Dayuling (Chinese: 大禹嶺; pinyin: Dàyǔlǐng, el. 2565 m), formerly Hehuan Pass (Chinese: 合歡埡口; pinyin: Héhuān Yàkǒu), is a mountain pass in Taiwan transversing the Central Mountain Range between Hehuanshan and Mt. Bilu (畢祿山), within Taroko National Park. Administratively, it is located in Xiulin, Hualien County near the border with Nantou County.
|Elevation||2,565 m (8,415 ft)|
|Traversed by|| Provincial Highway 8|
Provincial Highway 14A
|Location||Xiulin, Hualien, Taiwan|
|Range||Central Mountain Range|
Dayuling is located at the intersection of Central Cross-Island Highway and Provincial Highway 14A. As the highest point of the Central Cross-Island Highway, Dayuling is typically considered as the dividing point of the highway into its west and east sections. To the west, the highway passes through a short one-way tunnel known as the Hehuanshan Tunnel (合歡山隧道) before descending to Lishan. To the east, the highway passes through Tianxiang before dropping into Taroko Gorge. Meanwhile, Highway 14A branches away to the south, climbing to its peak at Wuling.
Originally, a trail was built by the Atayal people passed near Dayuling. During the Japanese occupation of Taiwan, the Governor-General of Taiwan, Sakuma Samata, ordered the construction of a road through the same trail as part of the five years plan to governing aborigines to better transport supplies in the Truku War.
After the change of power to the Kuomingtang, the Nationalist government began building the Central Cross-Island Highway between 1956 and 1960. Chiang Kai-shek visited the pass in 1958, renaming the site as "Dayuling" after the story of Great Flood of Gun-Yu (Gun-Yu is alternatively known as Dayu) as a reference to the difficult construction.

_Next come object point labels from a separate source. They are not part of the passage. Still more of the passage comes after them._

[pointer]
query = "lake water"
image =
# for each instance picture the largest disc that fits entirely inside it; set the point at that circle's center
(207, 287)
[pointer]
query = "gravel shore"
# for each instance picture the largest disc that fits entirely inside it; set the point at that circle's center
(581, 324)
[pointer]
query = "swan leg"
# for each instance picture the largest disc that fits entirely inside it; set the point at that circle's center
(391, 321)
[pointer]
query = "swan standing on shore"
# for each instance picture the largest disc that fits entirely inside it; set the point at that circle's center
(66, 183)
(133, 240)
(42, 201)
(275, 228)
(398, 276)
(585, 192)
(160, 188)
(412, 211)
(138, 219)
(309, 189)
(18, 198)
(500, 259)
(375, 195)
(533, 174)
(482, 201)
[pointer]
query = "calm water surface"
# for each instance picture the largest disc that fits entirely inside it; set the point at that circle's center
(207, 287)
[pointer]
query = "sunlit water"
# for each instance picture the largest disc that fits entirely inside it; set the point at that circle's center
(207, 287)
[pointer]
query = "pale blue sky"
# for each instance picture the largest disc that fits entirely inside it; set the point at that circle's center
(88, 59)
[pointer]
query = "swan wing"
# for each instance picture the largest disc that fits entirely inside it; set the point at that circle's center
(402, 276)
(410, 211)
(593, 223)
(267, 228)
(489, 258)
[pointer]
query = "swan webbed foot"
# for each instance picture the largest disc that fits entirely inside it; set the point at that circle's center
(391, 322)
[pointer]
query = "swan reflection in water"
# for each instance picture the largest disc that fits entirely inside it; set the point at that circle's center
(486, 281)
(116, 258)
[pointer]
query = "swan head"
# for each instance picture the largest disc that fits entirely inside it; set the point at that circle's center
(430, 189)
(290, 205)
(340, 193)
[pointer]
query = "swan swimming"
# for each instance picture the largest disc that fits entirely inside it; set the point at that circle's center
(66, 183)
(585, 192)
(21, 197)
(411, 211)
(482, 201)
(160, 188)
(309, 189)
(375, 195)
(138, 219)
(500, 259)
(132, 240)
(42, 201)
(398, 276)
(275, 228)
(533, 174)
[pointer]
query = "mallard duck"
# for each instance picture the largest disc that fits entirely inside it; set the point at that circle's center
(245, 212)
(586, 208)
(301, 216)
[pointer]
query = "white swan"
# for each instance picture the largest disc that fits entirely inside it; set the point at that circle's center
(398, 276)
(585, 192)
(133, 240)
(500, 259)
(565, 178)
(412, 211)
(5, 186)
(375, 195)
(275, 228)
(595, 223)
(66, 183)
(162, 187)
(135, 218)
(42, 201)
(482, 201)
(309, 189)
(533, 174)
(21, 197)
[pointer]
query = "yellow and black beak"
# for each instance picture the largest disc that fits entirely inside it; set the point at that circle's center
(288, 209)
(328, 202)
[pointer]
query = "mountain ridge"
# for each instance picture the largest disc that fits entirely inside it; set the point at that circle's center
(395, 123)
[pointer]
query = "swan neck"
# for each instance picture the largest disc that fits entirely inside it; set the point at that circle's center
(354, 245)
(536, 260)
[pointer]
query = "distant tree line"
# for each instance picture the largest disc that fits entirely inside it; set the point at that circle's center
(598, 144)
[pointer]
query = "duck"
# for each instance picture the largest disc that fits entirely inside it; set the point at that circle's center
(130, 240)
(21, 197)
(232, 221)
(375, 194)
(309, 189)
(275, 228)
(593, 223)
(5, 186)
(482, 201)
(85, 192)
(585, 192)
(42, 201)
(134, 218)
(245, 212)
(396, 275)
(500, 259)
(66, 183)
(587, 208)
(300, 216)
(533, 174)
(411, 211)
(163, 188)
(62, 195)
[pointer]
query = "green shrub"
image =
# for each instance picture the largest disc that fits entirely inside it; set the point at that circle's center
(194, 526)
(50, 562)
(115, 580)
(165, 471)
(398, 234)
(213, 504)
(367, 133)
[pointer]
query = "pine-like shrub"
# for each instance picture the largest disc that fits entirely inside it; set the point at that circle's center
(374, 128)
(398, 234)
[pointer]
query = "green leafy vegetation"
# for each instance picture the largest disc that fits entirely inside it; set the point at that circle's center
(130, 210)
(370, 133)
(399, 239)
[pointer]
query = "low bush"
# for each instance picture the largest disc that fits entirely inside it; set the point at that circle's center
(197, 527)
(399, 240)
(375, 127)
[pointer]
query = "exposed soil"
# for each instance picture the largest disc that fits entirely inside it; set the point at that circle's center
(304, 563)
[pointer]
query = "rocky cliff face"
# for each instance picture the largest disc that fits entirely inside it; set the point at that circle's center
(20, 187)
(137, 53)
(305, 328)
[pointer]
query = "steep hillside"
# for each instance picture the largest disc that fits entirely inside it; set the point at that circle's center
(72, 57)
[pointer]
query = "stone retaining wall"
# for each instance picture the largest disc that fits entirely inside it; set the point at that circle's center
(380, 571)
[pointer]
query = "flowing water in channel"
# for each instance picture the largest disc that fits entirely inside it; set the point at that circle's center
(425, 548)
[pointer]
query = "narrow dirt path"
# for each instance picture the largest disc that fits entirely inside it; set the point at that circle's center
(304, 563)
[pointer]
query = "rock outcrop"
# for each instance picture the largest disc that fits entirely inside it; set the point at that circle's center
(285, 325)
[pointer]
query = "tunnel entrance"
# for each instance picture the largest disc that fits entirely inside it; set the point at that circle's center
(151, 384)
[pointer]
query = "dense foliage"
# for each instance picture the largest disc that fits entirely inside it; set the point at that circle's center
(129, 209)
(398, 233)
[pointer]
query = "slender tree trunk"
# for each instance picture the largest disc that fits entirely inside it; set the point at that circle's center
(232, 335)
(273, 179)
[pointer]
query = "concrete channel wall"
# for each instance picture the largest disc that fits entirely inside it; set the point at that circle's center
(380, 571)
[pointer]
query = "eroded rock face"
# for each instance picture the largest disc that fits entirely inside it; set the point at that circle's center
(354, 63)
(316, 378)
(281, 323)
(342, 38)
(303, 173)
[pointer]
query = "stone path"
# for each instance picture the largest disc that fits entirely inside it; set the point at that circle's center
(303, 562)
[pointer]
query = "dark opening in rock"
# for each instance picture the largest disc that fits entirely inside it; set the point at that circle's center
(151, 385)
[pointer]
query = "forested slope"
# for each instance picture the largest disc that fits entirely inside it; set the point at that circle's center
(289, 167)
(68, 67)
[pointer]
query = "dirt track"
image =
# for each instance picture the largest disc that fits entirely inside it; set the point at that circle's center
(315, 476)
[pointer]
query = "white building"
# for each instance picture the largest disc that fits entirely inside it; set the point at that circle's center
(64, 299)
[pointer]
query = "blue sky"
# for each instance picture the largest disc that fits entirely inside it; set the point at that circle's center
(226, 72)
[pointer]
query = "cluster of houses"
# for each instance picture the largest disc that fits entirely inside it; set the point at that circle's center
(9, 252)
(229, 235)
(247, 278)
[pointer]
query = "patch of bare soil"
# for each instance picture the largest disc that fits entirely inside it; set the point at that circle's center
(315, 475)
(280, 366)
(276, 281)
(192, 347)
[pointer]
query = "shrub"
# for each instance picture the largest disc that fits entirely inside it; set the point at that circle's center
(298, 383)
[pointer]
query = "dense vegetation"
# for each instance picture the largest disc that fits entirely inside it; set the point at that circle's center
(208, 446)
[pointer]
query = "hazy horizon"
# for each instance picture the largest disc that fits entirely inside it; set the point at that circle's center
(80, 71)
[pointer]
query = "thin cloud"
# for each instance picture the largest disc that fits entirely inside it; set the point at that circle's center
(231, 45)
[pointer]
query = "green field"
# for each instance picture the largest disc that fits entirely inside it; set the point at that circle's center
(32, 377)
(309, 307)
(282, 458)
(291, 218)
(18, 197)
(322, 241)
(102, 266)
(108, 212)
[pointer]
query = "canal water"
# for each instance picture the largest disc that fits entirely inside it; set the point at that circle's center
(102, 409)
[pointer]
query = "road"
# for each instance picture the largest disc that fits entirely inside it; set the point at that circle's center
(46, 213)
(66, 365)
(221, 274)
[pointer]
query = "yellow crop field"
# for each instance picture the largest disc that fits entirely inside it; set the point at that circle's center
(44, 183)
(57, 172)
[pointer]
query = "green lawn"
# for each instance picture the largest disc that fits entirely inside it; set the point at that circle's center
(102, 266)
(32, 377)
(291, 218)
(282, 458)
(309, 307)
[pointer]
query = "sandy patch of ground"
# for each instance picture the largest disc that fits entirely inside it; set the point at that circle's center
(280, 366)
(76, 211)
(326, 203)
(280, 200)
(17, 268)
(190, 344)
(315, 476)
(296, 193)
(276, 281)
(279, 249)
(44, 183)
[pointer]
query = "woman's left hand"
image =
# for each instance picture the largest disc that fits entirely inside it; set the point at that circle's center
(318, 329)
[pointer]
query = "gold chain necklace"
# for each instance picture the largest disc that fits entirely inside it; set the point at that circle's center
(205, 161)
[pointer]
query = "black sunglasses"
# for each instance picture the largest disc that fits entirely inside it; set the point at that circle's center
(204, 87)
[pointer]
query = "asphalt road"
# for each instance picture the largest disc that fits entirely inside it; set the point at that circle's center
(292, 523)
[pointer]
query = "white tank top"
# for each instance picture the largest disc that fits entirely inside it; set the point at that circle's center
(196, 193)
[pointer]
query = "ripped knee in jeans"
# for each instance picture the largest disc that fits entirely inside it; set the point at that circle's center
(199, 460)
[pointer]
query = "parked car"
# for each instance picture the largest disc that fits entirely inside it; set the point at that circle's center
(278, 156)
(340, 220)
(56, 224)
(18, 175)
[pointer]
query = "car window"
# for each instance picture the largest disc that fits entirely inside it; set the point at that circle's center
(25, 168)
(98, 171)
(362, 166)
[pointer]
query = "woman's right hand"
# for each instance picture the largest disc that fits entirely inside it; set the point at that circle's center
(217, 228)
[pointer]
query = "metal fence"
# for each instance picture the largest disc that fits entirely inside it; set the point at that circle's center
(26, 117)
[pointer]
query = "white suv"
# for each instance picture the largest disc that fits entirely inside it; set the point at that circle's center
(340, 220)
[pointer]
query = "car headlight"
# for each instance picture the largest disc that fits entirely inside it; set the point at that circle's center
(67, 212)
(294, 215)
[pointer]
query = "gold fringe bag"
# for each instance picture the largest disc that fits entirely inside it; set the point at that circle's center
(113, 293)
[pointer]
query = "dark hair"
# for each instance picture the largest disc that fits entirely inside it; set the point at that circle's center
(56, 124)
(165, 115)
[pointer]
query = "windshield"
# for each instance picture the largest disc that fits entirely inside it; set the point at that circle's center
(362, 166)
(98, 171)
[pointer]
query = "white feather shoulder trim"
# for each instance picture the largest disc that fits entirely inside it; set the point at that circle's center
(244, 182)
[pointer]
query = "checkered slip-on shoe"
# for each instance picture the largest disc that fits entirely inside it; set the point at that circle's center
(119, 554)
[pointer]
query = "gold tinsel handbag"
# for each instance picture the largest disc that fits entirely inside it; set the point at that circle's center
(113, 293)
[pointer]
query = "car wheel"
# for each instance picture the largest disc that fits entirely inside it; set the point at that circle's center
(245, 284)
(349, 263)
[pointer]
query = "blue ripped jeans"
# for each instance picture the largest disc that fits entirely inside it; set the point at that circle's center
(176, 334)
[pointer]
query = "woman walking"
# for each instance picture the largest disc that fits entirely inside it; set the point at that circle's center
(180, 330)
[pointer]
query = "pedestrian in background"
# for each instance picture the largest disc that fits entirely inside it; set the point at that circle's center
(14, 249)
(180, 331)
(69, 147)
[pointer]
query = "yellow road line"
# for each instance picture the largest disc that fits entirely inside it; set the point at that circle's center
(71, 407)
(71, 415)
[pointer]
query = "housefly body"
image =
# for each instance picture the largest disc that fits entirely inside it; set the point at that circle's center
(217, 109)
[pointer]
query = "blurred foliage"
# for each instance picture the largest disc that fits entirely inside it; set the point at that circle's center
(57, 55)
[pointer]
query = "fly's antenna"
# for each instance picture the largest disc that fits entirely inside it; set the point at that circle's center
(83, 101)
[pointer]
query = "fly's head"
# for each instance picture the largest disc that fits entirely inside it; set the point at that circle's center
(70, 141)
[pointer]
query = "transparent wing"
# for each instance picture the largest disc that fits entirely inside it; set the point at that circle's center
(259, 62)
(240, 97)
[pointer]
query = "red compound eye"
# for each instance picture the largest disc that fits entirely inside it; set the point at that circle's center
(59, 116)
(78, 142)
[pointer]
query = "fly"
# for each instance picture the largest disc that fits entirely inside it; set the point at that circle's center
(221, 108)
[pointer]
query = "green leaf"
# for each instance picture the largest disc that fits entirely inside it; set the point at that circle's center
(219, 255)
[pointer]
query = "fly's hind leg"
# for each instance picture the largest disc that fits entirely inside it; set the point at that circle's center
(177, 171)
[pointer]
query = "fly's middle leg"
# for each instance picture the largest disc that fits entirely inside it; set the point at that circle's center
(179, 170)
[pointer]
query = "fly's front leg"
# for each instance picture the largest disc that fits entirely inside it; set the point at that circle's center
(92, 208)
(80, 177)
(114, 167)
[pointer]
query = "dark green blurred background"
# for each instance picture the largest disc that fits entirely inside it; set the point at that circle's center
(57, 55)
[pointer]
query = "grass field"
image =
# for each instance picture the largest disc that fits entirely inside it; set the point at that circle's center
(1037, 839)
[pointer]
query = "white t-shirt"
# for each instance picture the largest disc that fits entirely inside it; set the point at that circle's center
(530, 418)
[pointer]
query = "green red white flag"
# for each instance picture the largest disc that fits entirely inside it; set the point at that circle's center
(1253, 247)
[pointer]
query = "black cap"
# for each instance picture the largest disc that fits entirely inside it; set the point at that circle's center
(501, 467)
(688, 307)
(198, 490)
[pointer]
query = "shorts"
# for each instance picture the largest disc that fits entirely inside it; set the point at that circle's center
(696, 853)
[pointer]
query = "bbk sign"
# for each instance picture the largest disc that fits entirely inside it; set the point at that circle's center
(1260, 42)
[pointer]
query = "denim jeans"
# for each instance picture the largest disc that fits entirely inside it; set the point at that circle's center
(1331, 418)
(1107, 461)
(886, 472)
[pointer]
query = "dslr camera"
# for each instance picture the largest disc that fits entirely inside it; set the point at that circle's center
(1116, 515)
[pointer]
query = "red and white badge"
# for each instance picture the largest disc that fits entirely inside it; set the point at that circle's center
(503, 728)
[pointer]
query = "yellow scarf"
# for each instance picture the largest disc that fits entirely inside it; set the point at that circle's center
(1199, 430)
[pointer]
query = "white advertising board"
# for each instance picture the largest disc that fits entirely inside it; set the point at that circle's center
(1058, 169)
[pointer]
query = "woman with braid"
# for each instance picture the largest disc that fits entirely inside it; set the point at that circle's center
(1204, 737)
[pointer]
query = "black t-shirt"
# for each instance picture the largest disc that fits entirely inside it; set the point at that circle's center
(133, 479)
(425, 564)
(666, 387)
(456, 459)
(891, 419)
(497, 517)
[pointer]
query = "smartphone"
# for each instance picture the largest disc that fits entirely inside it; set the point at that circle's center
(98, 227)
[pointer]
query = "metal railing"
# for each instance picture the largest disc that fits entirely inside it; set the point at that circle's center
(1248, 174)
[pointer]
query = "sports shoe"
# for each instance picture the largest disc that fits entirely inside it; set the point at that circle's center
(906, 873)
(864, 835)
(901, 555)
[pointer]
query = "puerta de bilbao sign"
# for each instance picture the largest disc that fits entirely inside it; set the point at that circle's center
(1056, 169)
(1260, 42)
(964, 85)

Dayuling is located within a stratum known as the Dayuling Formation (大禹嶺層), a subset of the Bilu Formation (畢祿山層). The stratum was first identified by geologist Zhaoxia Chen (陳肇夏) in 1979. The 2,200 meter thick layer is composed of slate, phyllite, and quartzite. Nummulite fossils were found near Dayuling, the first in Taiwan. Due to the foliation of the rock, the construction of Hehuanshan Tunnel at Dayuling proved to be difficult and prone to collapse.